Both the mixture model itself and the derived \texttt{GPS} values are shown to improve the
interpretation of disease progression and to have predictive power for estimating the drug resistance
in \texttt{HIV} \cite{Beer12005} or the survival time in cancer \cite{Rahn2005}.
Beerenwinkel \textit{et al.} in \cite{Beer22005} introduced the \texttt{Mtreemix} package implemented in
\texttt{C/C++} that provides an efficient code for estimating the mutagenetic trees mixture models from cross-sectional
data and using them for various predictions. Building up on the \texttt{Mtreemix} software and using the \texttt{C/C++} API that
\texttt{R} provides, we created the \texttt{Rtreemix} package. By reusing already existing \texttt{C} functions
our package provides the users with \texttt{R} functions as efficient as the
programs available in the \texttt{Mtreemix}.
Similar to \texttt{Mtreemix}, the \texttt{Rtreemix} package provides functions
for learning the mixture model from given data, simulation, likelihood computation
and estimation of the GPS values. Furthermore, it introduces new functionality for estimating genetic
progression scores with corresponding bootstrap confidence intervals and for performing stability
analysis of the mixture models \cite{Bogo2008}.

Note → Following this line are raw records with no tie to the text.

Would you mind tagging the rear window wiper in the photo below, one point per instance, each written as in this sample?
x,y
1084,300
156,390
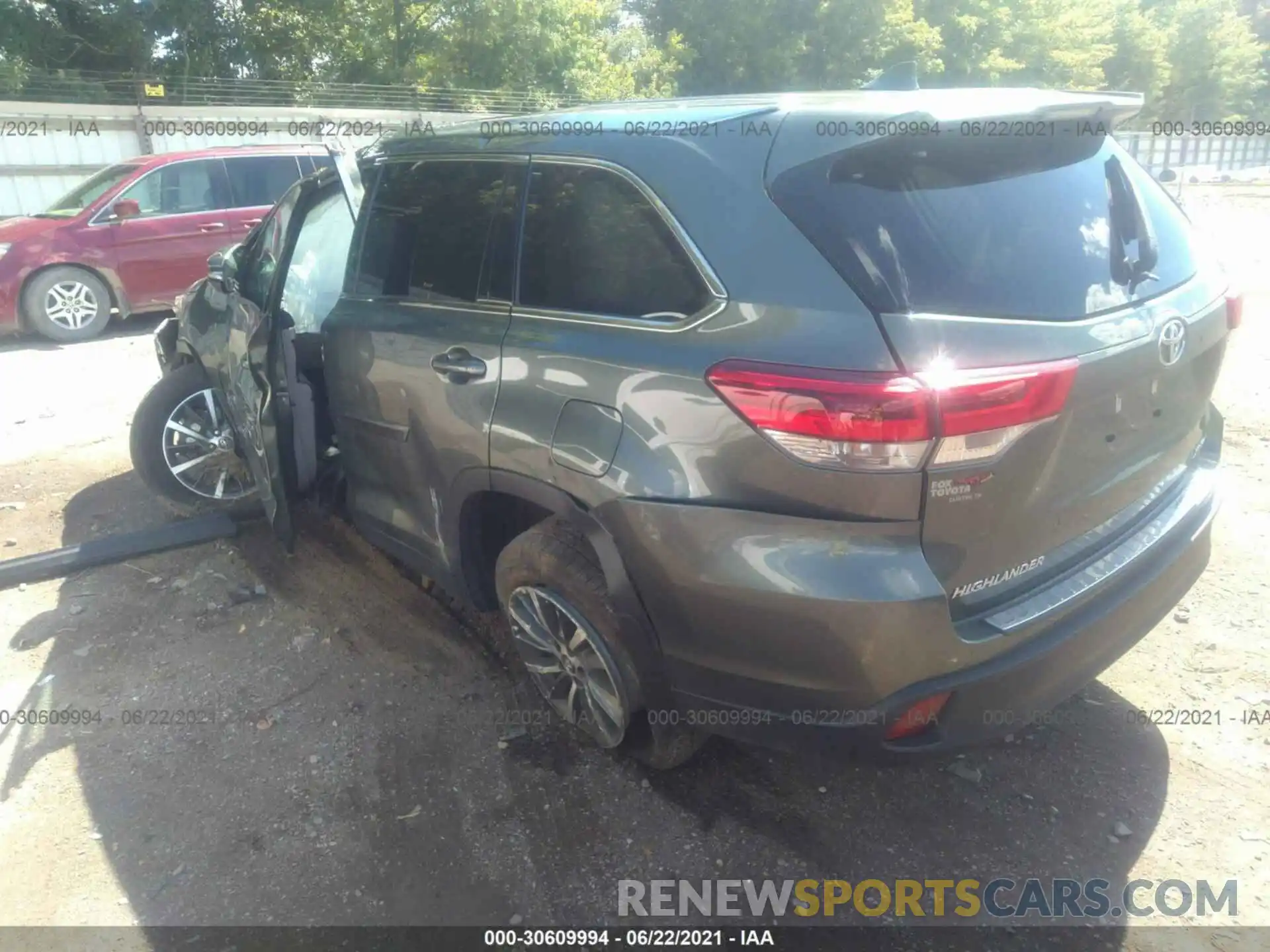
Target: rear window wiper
x,y
1128,220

\section{Structure and Functionality}
The class structure of the \texttt{Rtreemix} package is given in Figure~\ref{fig:classes}.
\begin{figure}[!h]
\centering
\includegraphics[width=0.7\linewidth]{ClassDiagram.pdf}
\caption{Class diagram of the package \texttt{Rtreemix}. The diagram illustrates the classes with their attributes and the relationships among them.}
\label{fig:classes}
\end{figure}
In this way, all data structures and information connected to some entity, like the mixture model or the data for the model estimation,
are packed together, which makes the code compact and easy to understand and work with. In what follows we will present
a working scenario in which we will use and briefly discuss most of the functions available in \texttt{Rtreemix}. More detailed information
about the parameters of all the functions used in the text bellow and their default values can be found in the help files of the package.

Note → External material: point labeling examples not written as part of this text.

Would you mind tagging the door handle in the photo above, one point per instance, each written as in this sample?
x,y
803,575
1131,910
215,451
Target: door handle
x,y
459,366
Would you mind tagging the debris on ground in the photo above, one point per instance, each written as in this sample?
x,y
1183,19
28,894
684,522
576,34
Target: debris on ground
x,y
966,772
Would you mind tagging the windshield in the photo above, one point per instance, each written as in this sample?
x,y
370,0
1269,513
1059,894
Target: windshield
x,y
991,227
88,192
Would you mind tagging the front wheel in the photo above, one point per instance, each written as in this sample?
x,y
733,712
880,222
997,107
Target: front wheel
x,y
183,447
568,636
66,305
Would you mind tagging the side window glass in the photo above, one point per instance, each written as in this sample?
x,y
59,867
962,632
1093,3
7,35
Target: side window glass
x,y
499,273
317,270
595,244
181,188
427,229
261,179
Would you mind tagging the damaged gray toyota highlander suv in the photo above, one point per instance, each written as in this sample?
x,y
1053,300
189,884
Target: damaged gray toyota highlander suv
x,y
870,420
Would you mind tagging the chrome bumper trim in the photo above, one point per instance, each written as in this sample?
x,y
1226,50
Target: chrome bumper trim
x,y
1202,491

First, we load the package.
<>=
library(Rtreemix)
@
\subsection{The Dataset and the \textit{RtreemixData} class}
The datasets used for estimating the mixture models consist of binary patterns that describe the occurrence
of a set of genetic events in a set of patients. Each pattern corresponds to a single patient. The set of genetic
events comprises genetic changes relevant for the disease taken into consideration. In \texttt{Rtreemix} the data used for
estimating a mutagenetic trees mixture model is represented as an object of the class \texttt{RtreemixData}.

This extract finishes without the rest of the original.